For Immediate Release
U.S. Exports Obesity Epidemic to Mexico, Says New Study
Declining public health linked to NAFTA, and influx of low quality, processed foods
MINNEAPOLIS - Trade liberalization policies that loosened rules to the benefit of agribusiness and food companies may be partly responsible for epidemic obesity and declining public health throughout Mexico as more low-quality, calorie-dense foods are imported from the United States, according to a new study published in the latest issue of the Journal of Occupational and Environmental Health.
The study notes that the increase of obesity and overweight in Mexico—a rise of 12 percent between 2000 and 2006—coincides with the implementation of the North American Free Trade Agreement (NAFTA). The resulting increased consumption of snack foods, soft drinks, processed dairy and meat products, combined with increased foreign direct investment (FDI) of U.S. corporations all along the food supply chain—from production and processing to restaurants and retail—has changed the Mexican food environment and contributed to rising obesity rates nationwide.
“We’ve known for years that NAFTA hurt small-scale farmers in Mexico and contributed to job losses on border. The realization that NAFTA’s rules on trade and investment may be partly responsible for creating an unhealthy ‘food environment’ in Mexico, mirroring that in the U.S., is new,” says Karen Hansen-Kuhn, a study co-author and program director with the Institute for Agriculture and Trade Policy (IATP).

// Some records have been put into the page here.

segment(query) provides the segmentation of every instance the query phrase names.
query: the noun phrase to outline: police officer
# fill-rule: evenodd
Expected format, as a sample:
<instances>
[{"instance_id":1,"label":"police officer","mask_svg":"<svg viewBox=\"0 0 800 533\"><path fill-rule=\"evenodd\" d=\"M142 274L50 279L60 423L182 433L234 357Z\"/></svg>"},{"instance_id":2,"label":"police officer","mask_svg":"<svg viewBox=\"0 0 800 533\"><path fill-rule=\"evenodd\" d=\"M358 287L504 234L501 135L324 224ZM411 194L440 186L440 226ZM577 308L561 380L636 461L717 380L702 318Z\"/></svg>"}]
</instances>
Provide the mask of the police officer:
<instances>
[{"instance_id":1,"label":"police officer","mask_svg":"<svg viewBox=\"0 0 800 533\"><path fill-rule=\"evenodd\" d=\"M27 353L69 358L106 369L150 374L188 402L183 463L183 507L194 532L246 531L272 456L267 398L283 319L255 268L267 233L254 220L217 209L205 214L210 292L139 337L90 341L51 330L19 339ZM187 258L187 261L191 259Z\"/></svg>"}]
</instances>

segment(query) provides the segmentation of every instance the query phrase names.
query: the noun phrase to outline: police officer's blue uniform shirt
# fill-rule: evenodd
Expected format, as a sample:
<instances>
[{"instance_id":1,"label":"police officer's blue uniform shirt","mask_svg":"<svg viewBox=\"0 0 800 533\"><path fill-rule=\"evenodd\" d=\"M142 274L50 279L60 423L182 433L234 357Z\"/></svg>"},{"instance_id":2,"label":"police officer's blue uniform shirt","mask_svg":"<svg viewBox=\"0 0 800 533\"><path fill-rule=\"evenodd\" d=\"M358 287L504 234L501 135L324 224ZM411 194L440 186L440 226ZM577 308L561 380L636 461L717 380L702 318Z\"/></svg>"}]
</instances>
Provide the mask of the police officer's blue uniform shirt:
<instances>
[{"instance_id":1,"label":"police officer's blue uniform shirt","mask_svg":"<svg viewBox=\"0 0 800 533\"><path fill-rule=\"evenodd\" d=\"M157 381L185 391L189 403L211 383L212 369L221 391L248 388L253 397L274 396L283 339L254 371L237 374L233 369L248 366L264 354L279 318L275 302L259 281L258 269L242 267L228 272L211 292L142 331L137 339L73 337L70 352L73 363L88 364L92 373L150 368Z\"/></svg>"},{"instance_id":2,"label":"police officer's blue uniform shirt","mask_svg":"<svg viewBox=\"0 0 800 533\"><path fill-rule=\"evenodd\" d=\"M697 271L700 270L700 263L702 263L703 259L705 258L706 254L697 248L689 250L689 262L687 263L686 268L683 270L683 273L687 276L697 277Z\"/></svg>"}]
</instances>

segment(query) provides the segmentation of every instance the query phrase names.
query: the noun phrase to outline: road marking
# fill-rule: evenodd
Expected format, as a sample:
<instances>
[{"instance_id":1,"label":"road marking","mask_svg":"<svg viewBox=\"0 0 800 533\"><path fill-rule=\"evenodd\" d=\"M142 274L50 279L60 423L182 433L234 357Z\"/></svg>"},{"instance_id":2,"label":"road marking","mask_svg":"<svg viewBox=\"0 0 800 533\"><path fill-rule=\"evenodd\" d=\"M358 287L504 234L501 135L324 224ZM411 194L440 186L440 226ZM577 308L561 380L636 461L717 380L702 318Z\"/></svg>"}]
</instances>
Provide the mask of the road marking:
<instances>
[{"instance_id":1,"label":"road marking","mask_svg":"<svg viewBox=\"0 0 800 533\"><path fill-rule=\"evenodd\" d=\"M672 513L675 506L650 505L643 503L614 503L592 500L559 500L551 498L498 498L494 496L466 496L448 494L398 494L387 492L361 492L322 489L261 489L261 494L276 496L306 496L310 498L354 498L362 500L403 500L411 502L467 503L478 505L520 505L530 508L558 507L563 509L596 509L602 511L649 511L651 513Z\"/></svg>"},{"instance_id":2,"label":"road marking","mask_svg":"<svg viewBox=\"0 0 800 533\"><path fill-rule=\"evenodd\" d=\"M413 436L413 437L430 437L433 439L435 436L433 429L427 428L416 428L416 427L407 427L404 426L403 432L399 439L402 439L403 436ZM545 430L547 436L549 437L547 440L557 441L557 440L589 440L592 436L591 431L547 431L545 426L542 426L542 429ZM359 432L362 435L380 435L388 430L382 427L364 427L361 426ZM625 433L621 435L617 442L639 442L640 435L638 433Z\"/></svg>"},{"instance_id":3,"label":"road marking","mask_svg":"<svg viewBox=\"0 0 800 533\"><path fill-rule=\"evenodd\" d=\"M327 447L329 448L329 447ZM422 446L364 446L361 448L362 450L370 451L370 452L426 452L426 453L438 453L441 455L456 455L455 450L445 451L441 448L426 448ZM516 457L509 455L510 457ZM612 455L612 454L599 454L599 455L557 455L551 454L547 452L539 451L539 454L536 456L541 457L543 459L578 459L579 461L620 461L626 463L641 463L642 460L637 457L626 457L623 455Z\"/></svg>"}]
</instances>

“What people eat depends heavily on what food products in their immediate environment are easiest and most accessible,” says IATP’s Dr. David Wallinga, a physician. “As Mexico’s food environment has come to resemble that of the U.S., with more ubiquitous sodas, processed meats and other processed snacks high in added fats and sweeteners, it’s no wonder that Mexico’s struggle with obesity and its related life-threatening problems—diabetes, stroke, heart disease—has become ‘Americanized’ as well.” Obesity alone is thought to cost at least $170 billion per year in direct medical costs in the United States.
Before being ratified, bilateral or multilateral trade agreements typically have not been assessed for impacts on public health. This study suggests pre-ratification "health impact assessments" would be smart public policy, as well as essential for appropriately engaging health communities in trade policy debates. More broadly, the purported economic benefits of U.S. trade policy should be balanced against likely impacts on healthcare costs, public health, the environment and food security.
“Negotiations are underway for a Trans Pacific Partnership that would extend these kinds of trade rules into much of Asia and around the world,” said IATP’s Hansen-Kuhn. “Our findings suggest that a potential rise in healthcare costs associated with changing diets should be part of any assessment of future trade deals.”